L’entourage direct joue un rôle plus essentiel : bien que la discussion avec l’entourage proche (amis et parents) ait été nettement moins souvent citée cette année (60% ; -12 points de pourcentage), cette activité arrive en troisième position dans le classement, derrière les votations fédérales. Inciter des ami-e-s à participer aux votations ou aux élections est une éventualité pour près de la moitié des jeunes interrogé-e-s.

Acteur-rice-s

Bien que moins de jeunes aient déclaré qu’ils et elles étaient susceptibles de participer à une discussion avec leur entourage proche, les parents et les ami-e-s restent les acteurs importants par lesquels les jeunes sont le plus souvent motivé-e-s. Les frères et sœurs, en revanche, sont considéré-e-s comme moins motivant-e-s. Rétrospectivement, la part de l’entourage proche qui joue un rôle de motivateur est restée largement constante.

La situation est différente chez les enseignant-e-s : la part des jeunes qui perçoivent les enseignant-e-s comme motivant-e-s tend à diminuer depuis quelques années, sauf en 2018. D’autres acteur-rice-s tel-le-s que les hommes et femmes politiques, les influenceurs et autres personnalités de la culture, de la musique et du sport n’ont un effet motivant que pour une minorité. Jusqu’à présent, 17% n’ont été encouragé-e-s par personne à s’engager en politique.

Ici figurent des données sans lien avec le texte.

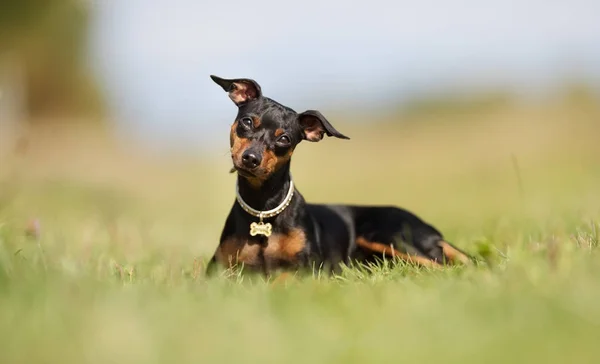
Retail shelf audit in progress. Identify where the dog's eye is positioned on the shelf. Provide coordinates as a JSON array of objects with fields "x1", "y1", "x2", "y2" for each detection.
[
  {"x1": 240, "y1": 117, "x2": 253, "y2": 128},
  {"x1": 277, "y1": 135, "x2": 292, "y2": 147}
]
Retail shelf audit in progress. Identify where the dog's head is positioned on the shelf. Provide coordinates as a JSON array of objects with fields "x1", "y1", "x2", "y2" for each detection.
[{"x1": 210, "y1": 76, "x2": 350, "y2": 186}]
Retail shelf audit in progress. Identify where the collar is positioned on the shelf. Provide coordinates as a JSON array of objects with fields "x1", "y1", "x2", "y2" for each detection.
[{"x1": 235, "y1": 180, "x2": 294, "y2": 221}]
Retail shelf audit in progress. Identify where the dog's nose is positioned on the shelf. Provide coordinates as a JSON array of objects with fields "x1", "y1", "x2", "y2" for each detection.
[{"x1": 242, "y1": 150, "x2": 262, "y2": 169}]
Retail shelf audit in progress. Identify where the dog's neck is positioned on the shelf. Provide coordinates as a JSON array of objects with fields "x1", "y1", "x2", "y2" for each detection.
[{"x1": 237, "y1": 162, "x2": 292, "y2": 211}]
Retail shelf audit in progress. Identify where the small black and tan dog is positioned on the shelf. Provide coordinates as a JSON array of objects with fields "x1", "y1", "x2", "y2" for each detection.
[{"x1": 207, "y1": 76, "x2": 471, "y2": 276}]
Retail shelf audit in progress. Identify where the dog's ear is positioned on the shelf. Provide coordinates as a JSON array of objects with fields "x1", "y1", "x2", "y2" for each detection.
[
  {"x1": 210, "y1": 75, "x2": 262, "y2": 106},
  {"x1": 298, "y1": 110, "x2": 350, "y2": 142}
]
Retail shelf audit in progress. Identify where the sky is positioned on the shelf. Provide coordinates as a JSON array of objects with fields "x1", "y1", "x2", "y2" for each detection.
[{"x1": 90, "y1": 0, "x2": 600, "y2": 151}]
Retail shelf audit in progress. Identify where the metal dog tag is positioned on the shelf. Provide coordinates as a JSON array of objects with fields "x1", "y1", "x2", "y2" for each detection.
[{"x1": 250, "y1": 221, "x2": 273, "y2": 237}]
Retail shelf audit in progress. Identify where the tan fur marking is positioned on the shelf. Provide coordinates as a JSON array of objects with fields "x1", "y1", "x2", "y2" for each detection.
[
  {"x1": 215, "y1": 238, "x2": 261, "y2": 268},
  {"x1": 356, "y1": 237, "x2": 440, "y2": 267},
  {"x1": 439, "y1": 241, "x2": 471, "y2": 264},
  {"x1": 261, "y1": 148, "x2": 294, "y2": 176},
  {"x1": 229, "y1": 121, "x2": 262, "y2": 188},
  {"x1": 265, "y1": 229, "x2": 306, "y2": 262},
  {"x1": 229, "y1": 82, "x2": 258, "y2": 104},
  {"x1": 252, "y1": 116, "x2": 260, "y2": 128}
]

Durant la pandémie de coronavirus, presque aucun-e acteur-rice n’est parvenu-e à gagner la confiance des jeunes de manière significative. Les personnes et organismes ayant légèrement augmenté leur indice de confiance auprès des jeunes sont les chercheurs et les scientifiques (20%) ainsi que l’Office fédéral de la santé publique (OFSP) (17%). Parallèlement, environ un quart et un tiers des jeunes ont respectivement indiqué que leur confiance envers ces acteurs avait diminué.

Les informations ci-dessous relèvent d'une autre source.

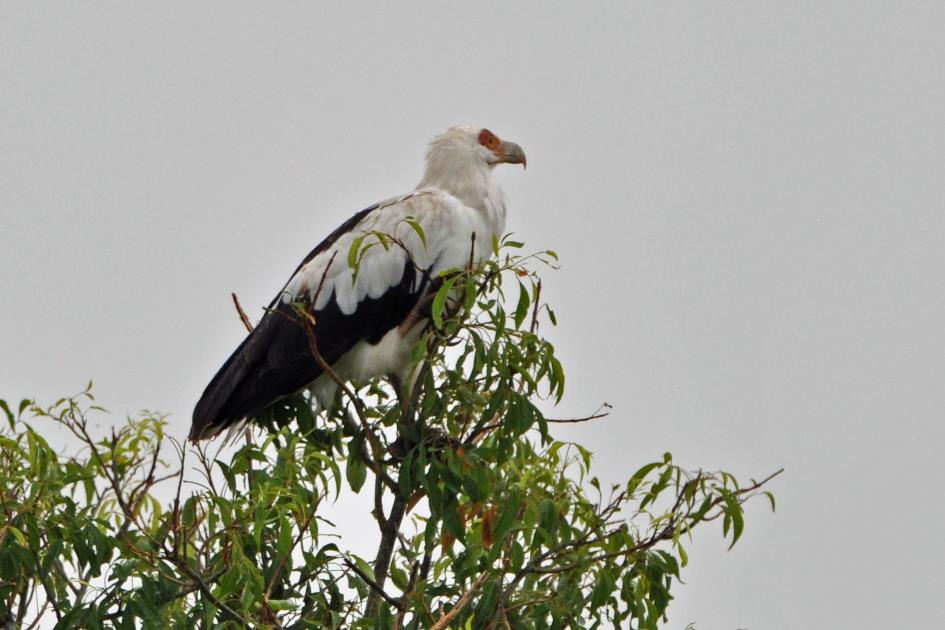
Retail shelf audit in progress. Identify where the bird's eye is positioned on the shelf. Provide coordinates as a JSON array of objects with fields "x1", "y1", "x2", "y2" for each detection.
[{"x1": 479, "y1": 129, "x2": 499, "y2": 149}]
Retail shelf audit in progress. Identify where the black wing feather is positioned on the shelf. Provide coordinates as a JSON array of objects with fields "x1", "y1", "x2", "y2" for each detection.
[{"x1": 190, "y1": 206, "x2": 427, "y2": 440}]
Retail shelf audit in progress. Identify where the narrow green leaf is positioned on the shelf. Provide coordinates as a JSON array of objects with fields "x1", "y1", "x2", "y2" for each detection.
[{"x1": 431, "y1": 276, "x2": 456, "y2": 328}]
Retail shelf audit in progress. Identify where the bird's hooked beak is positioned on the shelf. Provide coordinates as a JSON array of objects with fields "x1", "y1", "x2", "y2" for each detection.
[{"x1": 493, "y1": 141, "x2": 528, "y2": 168}]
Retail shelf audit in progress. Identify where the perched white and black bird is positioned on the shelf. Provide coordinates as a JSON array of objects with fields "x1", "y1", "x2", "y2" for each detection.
[{"x1": 190, "y1": 127, "x2": 525, "y2": 440}]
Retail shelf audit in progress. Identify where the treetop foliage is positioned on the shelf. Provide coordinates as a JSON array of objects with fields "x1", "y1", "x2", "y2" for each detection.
[{"x1": 0, "y1": 238, "x2": 777, "y2": 629}]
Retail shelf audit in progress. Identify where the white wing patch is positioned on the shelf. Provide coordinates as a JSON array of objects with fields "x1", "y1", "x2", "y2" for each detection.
[{"x1": 283, "y1": 189, "x2": 498, "y2": 315}]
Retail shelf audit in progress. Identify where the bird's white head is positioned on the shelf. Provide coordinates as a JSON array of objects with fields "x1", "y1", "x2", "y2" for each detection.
[{"x1": 417, "y1": 126, "x2": 526, "y2": 217}]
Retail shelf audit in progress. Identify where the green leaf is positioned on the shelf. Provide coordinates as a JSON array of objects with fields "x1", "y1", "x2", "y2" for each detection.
[
  {"x1": 515, "y1": 282, "x2": 530, "y2": 328},
  {"x1": 0, "y1": 400, "x2": 16, "y2": 431},
  {"x1": 404, "y1": 217, "x2": 427, "y2": 249},
  {"x1": 345, "y1": 452, "x2": 367, "y2": 493},
  {"x1": 431, "y1": 276, "x2": 457, "y2": 328},
  {"x1": 348, "y1": 234, "x2": 367, "y2": 269}
]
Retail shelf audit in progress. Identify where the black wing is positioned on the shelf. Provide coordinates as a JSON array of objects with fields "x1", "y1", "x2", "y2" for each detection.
[{"x1": 190, "y1": 206, "x2": 427, "y2": 440}]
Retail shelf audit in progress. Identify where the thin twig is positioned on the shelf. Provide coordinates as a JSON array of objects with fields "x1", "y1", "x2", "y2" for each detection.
[
  {"x1": 230, "y1": 293, "x2": 253, "y2": 332},
  {"x1": 430, "y1": 573, "x2": 489, "y2": 630}
]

Avec le gouvernement cantonal, le conseil communal ou municipal ainsi que le Conseil national et le Conseil des États, la recherche et la science sont des acteurs pour lesquels la confiance est restée majoritairement inchangée.

Outre l’Office fédéral de la santé publique (OFSP), le Conseil fédéral (37%), les politicien-ne-s (39%) et, dans une plus large mesure, les médias (52%) ont enregistré une perte de confiance accrue.

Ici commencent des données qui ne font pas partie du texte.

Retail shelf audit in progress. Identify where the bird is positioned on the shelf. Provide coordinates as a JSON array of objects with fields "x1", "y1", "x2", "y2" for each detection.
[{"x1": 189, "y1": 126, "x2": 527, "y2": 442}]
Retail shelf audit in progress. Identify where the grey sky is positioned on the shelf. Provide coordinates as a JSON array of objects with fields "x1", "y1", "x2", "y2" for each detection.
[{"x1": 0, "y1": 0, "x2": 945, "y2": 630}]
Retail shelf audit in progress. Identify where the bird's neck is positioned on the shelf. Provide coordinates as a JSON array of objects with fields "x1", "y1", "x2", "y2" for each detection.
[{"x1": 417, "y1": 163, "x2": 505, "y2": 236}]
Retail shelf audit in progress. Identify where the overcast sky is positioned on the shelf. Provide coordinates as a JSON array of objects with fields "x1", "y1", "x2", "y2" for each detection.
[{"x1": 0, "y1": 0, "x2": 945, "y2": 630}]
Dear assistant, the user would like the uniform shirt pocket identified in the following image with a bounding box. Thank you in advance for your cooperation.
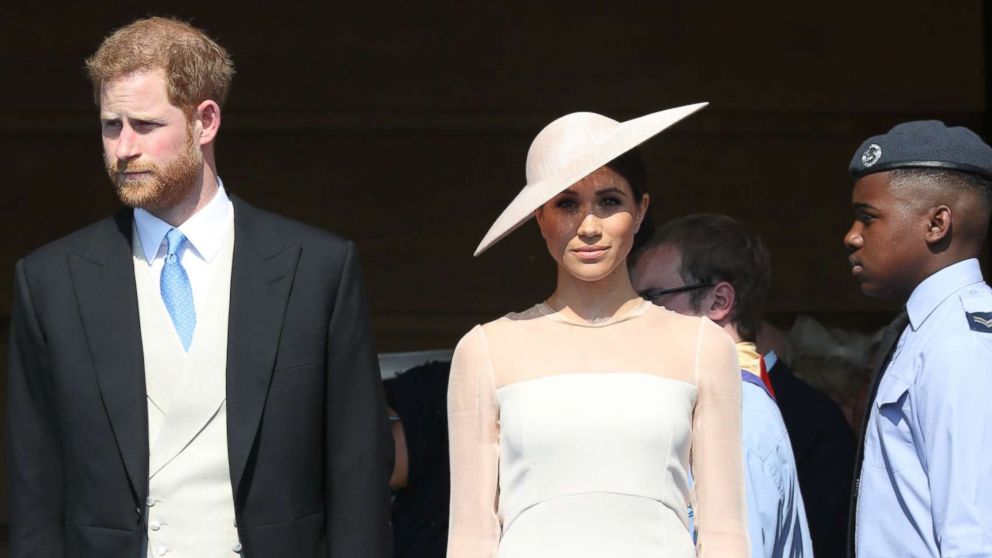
[865,377,916,472]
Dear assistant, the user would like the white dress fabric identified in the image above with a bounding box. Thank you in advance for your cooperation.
[448,303,748,558]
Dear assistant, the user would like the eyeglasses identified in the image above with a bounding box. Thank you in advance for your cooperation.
[639,283,716,302]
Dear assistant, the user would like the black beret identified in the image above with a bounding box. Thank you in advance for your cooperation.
[848,120,992,179]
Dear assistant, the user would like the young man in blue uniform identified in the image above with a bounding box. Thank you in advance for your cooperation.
[844,121,992,558]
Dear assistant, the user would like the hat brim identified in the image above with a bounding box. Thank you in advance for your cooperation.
[474,103,709,256]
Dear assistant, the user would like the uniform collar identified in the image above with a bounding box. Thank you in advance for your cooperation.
[906,258,982,331]
[134,182,231,265]
[737,342,761,378]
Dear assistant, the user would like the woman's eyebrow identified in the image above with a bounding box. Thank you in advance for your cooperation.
[596,186,627,196]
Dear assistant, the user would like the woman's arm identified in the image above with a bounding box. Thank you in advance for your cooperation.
[448,326,500,558]
[692,319,750,558]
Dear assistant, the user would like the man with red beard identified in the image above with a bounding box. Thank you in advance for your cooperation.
[7,18,393,558]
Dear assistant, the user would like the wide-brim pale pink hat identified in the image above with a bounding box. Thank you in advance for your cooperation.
[475,103,709,256]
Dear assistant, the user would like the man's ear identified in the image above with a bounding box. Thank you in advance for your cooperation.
[705,281,737,325]
[924,205,953,246]
[193,99,220,145]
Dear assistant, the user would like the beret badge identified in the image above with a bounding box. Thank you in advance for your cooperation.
[861,143,882,167]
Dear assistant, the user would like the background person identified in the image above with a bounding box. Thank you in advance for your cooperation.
[631,214,813,558]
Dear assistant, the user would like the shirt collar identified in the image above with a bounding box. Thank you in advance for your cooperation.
[134,178,232,264]
[762,351,778,371]
[906,258,982,331]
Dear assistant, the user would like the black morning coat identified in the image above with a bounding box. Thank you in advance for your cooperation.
[7,196,393,558]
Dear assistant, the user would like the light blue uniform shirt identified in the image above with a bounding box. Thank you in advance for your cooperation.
[689,343,813,558]
[741,374,813,558]
[856,259,992,558]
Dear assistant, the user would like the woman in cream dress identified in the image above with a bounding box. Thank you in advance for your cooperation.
[448,104,748,558]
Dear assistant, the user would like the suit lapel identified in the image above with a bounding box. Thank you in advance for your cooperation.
[69,210,148,508]
[227,196,300,502]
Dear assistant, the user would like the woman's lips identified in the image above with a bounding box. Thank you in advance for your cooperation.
[847,258,865,275]
[572,246,610,261]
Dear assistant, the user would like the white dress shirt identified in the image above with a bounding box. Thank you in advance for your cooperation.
[134,179,234,318]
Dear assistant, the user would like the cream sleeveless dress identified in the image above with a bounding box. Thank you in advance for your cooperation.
[448,302,748,558]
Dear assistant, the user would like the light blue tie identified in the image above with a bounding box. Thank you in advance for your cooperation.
[161,229,196,351]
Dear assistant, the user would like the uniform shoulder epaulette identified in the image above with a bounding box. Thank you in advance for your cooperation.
[961,289,992,333]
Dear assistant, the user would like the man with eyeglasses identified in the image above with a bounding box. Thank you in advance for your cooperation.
[631,215,813,558]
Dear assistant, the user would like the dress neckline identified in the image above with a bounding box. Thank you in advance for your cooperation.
[536,300,654,327]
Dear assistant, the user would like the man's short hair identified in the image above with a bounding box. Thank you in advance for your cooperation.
[86,17,234,115]
[640,213,772,342]
[891,167,992,211]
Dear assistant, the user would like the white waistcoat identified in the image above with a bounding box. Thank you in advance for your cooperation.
[132,219,241,558]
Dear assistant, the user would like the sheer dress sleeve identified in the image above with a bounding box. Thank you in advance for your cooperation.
[448,326,500,558]
[692,319,750,558]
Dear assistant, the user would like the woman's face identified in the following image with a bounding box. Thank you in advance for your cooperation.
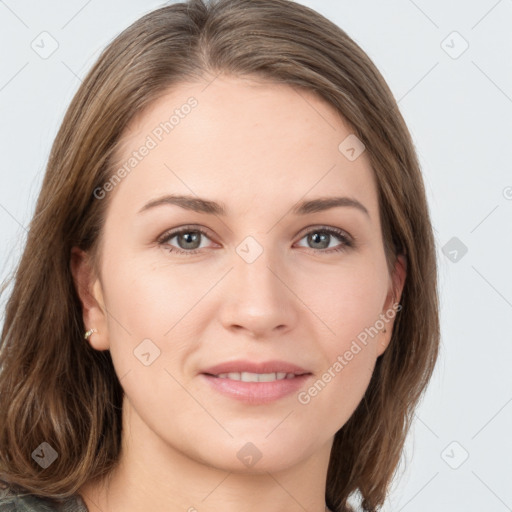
[80,76,404,471]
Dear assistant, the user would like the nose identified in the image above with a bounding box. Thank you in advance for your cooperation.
[220,243,301,339]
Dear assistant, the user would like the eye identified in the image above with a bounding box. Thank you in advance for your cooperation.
[158,226,355,256]
[294,227,354,254]
[158,226,212,255]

La proportion d’élèves dans les écoles professionnelles qui déclarent avoir perdu confiance en différents acteurs est plus importante que dans les gymnases. Il n’y a que pour les hommes et femmes politiques que les élèves des deux filières présentent une baisse de confiance tendanciellement similaire.

 

Politique à l'école

Cette année, les élèves accordent nettement moins d’importance à l’éducation à la citoyenneté que les années précédentes. Après avoir constamment augmenté ces dernières années, l’importance de l’éducation à la citoyenneté à l’école est actuellement à son niveau le plus bas depuis 2017. Cependant, environ deux tiers des personnes interrogées la considèrent comme très ou plutôt importante.

Il est intéressant de constater que les élèves sont de nouveau plus nombreux-ses à déclarer avoir appris beaucoup ou plutôt beaucoup à l’école en matière d’éducation à la citoyenneté. Après avoir atteint son niveau le plus bas depuis le début de l’enquête durant la pandémie de coronavirus, cette valeur est à nouveau en hausse (53%).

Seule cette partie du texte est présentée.